It isn’t exactly controversial to say that the Drug Enforcement Agency is a bit of a mess. In the past few years the DEA has been plagued by systemic incompetence, lost their chief, and seen its entire purpose subverted by the rise of well-funded cannabis reform legislation at the state level. But until this week the full extent of the DEA’s issues were not immediately apparent. Today drug reform advocates are smiling from ear to ear after the release of an audit by the Inspector General of the DOJ (OIG) exposed horrendous mismanagement of the DEA’s confidential informant program.
Government audits usually embody the fine bureaucratic tradition of putting their readers into a boredom-induced coma. However it seems like the OIG was so thoroughly disgusted by what they saw (along with continued stonewalling from DEA leadership) that they decided to more or less ether the entire confidential source program:
“..the DEA’s Confidential Source Program lacks sufficient oversight. Moreover, the DEA’s policies lack consistency with the rules governing other DOJ law enforcement components and this undermines the intent of a uniform set of guidelines for all DOJ law enforcement components.”
If you think that sounds like a fancy way of saying “DEA is acting like a bunch of fucking cowboys by allowing people to commit crimes willy-nilly,” you would be correct. As it turns out, our friends at the DEA were allowed special permission in 2004 to deviate from the standard DOJ categorization of snitches (thanks Bush). Since that time they have used that limited amount of discretion to create a monster where no one knows what the hell is going on:
Because of the lack of detail in the DEA’s formal policies addressing OIA1 we asked DEA officials to explain the process for reviewing, approving, and revoking DEA authorization for confidential sources to participate in activities that would constitute OIA. In response, we were provided several differing explanations. Initially, we were told by a DEA official that the DEA does not authorize any type of OIA. Subsequently, the OIG was told that the purchase of drugs or other undercover activities that are routinely performed by DEA Special Agents and confidential sources during the normal course of their duties are activities performed under the legal authority granted to DEA under Title 21. Still other DEA officials told us that prior to utilizing a confidential source in an operation (including a drug buy), Special Agents prepare a written operations plan and submit it to senior field division officials for approval.

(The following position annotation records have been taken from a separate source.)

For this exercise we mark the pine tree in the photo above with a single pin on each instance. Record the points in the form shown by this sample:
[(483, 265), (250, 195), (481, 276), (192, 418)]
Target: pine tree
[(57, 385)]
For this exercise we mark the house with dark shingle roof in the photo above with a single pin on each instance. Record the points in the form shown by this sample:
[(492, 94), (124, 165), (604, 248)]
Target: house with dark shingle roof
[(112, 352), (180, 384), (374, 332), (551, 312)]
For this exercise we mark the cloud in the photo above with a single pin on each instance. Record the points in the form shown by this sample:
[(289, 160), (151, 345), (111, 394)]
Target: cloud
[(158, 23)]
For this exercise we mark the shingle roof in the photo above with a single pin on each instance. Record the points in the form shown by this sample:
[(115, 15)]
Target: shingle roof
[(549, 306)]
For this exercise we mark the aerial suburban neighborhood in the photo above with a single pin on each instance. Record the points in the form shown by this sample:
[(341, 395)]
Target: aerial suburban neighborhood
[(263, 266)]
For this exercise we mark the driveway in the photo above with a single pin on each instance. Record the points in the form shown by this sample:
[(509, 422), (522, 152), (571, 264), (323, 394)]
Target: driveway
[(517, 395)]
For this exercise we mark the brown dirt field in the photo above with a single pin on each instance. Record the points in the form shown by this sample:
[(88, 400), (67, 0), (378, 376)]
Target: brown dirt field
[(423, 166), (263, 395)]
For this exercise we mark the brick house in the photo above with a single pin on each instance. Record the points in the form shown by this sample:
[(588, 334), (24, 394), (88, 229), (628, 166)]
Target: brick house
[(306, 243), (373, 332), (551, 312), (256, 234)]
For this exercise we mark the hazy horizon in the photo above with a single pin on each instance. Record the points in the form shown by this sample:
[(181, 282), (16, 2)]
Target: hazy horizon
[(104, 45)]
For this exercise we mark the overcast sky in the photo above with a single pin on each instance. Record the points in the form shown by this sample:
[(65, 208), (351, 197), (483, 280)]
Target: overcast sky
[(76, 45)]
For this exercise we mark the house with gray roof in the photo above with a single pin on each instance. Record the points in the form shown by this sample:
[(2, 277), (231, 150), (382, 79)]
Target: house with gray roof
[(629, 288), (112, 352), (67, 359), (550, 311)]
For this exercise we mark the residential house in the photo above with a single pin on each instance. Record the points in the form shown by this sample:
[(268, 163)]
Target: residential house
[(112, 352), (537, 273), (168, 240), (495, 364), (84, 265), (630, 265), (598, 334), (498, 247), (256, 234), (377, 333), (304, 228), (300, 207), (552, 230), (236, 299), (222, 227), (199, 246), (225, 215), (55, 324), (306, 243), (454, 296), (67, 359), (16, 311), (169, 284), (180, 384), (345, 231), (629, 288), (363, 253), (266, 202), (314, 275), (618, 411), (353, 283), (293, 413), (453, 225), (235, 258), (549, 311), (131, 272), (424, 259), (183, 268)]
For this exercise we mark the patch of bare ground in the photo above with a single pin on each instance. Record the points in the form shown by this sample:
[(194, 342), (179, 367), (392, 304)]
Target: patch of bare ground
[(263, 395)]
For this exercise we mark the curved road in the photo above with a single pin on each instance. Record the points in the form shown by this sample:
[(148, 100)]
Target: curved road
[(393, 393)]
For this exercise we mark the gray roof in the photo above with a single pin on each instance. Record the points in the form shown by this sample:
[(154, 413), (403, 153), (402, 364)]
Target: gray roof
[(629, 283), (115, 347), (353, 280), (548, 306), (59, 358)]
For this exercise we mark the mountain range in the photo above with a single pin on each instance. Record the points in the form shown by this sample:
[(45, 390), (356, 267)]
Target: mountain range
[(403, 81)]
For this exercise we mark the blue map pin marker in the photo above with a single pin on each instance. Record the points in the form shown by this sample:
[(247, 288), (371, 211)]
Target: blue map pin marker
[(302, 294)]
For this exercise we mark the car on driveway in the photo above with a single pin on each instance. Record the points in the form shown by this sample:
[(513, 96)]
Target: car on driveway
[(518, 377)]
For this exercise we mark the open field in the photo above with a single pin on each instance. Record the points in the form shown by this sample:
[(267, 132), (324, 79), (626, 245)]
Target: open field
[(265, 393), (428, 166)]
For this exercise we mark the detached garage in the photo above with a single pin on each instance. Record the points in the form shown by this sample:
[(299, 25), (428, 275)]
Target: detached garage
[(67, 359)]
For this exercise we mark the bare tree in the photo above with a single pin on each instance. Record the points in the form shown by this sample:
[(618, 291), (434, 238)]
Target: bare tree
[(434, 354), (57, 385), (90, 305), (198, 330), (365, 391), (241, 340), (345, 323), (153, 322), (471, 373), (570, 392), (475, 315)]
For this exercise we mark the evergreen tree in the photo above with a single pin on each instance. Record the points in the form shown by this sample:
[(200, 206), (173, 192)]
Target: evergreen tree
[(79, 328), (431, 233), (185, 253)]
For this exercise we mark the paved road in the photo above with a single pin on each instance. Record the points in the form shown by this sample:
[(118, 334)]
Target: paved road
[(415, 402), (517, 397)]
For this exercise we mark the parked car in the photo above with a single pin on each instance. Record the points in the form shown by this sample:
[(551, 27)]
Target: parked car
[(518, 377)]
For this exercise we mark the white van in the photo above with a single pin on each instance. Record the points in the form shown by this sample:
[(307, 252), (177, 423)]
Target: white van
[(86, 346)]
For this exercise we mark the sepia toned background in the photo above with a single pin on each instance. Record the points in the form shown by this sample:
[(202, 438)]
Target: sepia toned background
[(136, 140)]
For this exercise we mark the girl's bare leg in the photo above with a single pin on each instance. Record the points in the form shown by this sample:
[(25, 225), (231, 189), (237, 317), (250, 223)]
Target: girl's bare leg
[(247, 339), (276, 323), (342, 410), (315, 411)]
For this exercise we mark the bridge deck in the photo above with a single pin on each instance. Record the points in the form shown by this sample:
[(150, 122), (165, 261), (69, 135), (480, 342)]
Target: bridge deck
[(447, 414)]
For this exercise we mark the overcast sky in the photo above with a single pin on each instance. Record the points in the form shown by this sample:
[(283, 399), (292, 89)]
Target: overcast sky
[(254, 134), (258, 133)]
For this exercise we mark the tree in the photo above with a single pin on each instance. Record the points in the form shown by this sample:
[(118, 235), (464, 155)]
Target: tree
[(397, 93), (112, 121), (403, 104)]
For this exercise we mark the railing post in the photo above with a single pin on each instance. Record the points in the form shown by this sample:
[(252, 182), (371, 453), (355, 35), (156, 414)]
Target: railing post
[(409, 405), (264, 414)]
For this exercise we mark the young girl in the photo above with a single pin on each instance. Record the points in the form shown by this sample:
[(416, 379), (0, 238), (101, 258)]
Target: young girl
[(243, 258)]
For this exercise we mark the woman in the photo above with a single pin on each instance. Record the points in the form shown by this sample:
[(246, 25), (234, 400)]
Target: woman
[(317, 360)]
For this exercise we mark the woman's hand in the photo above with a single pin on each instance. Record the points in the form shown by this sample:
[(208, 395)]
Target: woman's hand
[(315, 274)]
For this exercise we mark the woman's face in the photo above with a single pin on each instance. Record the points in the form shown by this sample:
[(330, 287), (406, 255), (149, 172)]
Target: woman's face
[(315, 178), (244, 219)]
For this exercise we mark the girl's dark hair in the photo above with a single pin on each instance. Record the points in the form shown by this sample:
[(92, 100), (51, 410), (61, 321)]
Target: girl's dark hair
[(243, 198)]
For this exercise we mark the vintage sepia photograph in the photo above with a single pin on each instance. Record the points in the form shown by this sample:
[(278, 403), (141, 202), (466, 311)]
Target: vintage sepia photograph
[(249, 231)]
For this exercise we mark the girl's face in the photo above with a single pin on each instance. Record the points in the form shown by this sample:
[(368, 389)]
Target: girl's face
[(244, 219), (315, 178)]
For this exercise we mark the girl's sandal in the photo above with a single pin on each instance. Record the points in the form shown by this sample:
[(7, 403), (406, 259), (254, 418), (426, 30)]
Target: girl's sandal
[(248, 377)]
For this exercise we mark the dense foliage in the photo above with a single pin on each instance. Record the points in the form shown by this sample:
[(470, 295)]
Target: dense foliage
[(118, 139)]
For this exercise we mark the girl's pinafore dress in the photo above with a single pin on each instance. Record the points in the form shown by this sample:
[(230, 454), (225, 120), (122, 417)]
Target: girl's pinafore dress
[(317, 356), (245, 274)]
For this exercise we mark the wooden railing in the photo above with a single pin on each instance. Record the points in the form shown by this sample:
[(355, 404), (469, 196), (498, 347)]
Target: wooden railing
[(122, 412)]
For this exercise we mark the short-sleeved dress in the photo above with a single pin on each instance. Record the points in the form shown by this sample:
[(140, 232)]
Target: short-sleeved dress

So let’s break down what this report is telling us: the DEA, the organization designed by the dark lord/grandfather of the drug war Harry Ainslinger to make the world entirely drug free, is itself facilitating large scale drug trafficking and then doing a half-assed job of monitoring these operations. Oh and it gets worse.
We believe the DEA’s policies do not adequately address the concerns and risks involved in authorizing confidential sources to conduct and participate in OIA and do not correspond to the AG Guidelines’ requirements in place to mitigate these risks. Moreover, because OIA is not comprehensively addressed in the DEA policies regarding sensitive circumstances or confidential sources, DEA personnel do not appear to have a solid understanding of OIA, or the expectations for DEA’s procedures that involve OIA. Further, the fact that the DEA confidential source files we reviewed did not contain documentation authorizing the confidential source to conduct narcotics-related OIA limits supervision and oversight of these activities.

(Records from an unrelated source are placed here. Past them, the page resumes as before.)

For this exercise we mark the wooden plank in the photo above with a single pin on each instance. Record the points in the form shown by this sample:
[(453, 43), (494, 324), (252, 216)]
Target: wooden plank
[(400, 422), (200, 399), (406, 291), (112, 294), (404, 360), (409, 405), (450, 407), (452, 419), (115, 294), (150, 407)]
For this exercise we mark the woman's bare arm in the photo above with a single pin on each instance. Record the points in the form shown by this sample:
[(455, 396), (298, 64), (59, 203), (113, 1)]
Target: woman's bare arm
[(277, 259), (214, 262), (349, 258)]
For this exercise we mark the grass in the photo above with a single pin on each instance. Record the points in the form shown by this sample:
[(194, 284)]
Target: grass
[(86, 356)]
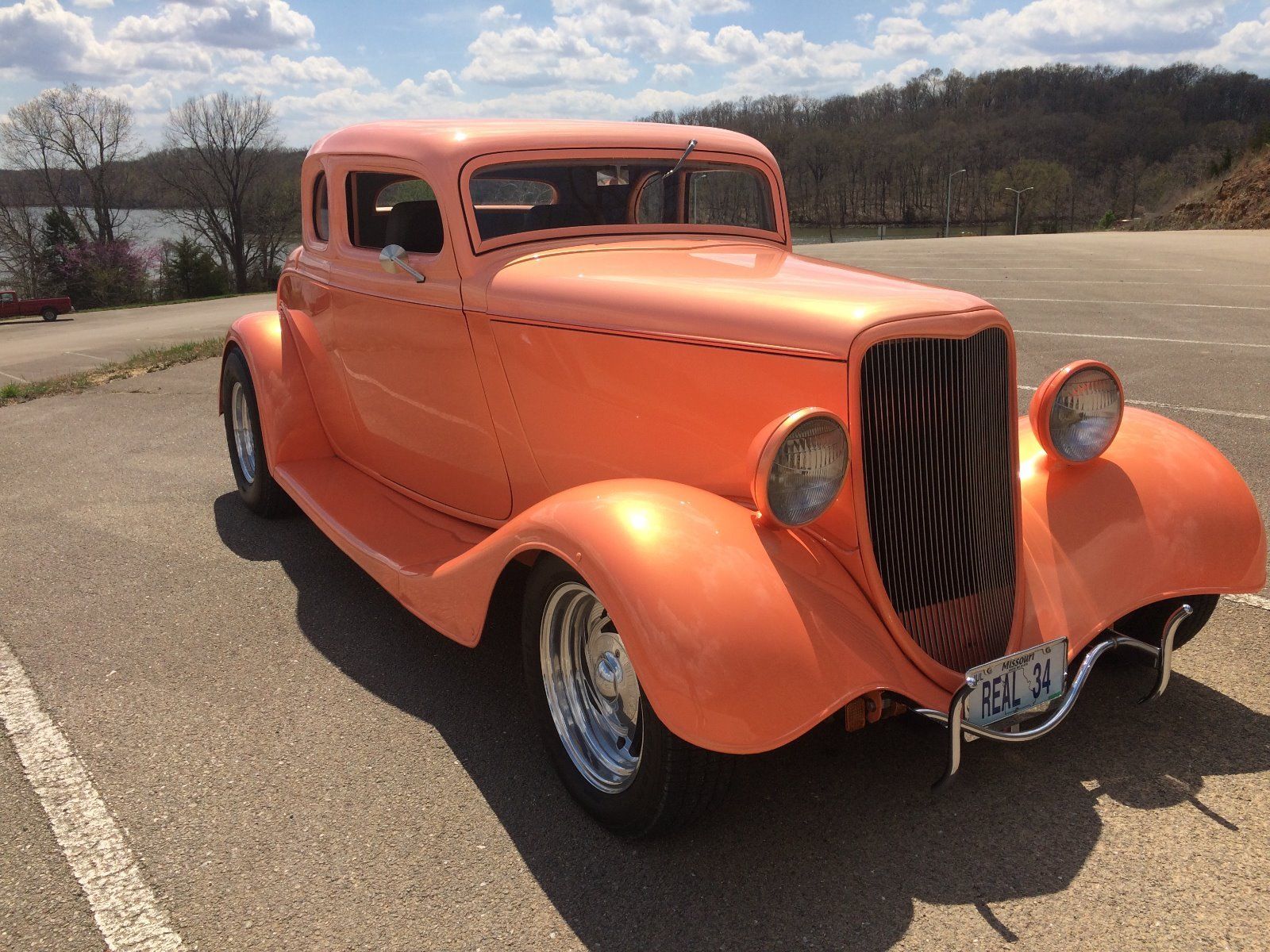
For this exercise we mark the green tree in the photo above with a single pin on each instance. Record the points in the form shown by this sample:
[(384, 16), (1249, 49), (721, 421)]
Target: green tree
[(188, 270)]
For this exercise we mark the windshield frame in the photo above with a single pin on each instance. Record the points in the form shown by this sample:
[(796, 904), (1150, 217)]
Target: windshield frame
[(618, 155)]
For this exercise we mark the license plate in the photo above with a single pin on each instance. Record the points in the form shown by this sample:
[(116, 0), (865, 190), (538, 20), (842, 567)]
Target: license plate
[(1016, 683)]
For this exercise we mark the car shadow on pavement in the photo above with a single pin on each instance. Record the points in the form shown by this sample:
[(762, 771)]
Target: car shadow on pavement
[(823, 844)]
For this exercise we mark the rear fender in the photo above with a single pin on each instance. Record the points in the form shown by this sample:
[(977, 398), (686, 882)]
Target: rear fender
[(1160, 514), (743, 636), (289, 419)]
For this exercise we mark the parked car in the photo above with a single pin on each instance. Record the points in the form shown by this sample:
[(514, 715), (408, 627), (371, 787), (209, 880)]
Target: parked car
[(48, 308), (753, 490)]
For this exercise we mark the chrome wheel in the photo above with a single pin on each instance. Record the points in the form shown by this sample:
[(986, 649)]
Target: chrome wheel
[(591, 687), (244, 440)]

The DEA is freely handing out hall passes to folks in the drug trade who are resourceful and persistent enough to secure a government contract for their illicit activities. Well done everyone. Great job!
But it wasn’t all bad news from the OIG report. As it turns out the DEA is quite the benevolent employer when it comes to disability payments for their confidential sources:
Between July 1, 2013, and June 30, 2014, it appears that the DEA paid approximately $1,034,000 for FECA benefits to 17 confidential sources or their dependents. In some cases, the DEA has been paying FECA benefits since 1974, but we could not determine the total historical cost because the DEA and DOL do not track payments to confidential sources receiving FECA benefits. In one particular case we reviewed, the confidential source was killed in July 1989 and his surviving family, which included a widow and dependents, began receiving FECA payments of $4,287 every 4 weeks. At the time of her death in 2012, the widow’s 4-week payment amount had increased to $6,311. Therefore, this family alone received over $1.3 million in FECA benefits since 1989. Although the exact amount of DEA confidential source FECA payments is unknown, it is clear that significant taxpayer dollars have been expended.
The DEA and its predecessor agencies have always existed as a catastrophe of corruption, mismanagement, and an unquestioning adherence to upholding the some of the worst laws ever passed by our beclowned Congress. This report only confirms what drug reform advocates already knew: that the present structure and purpose of the DEA should be thrown into the dumpster fire of history and never spoken about again. The drug war is a disaster of staggering proportions, and revelations that the DEA is basically the only entity keeping this effort alive should be reason enough to end this embarrassing chapter of public policy making.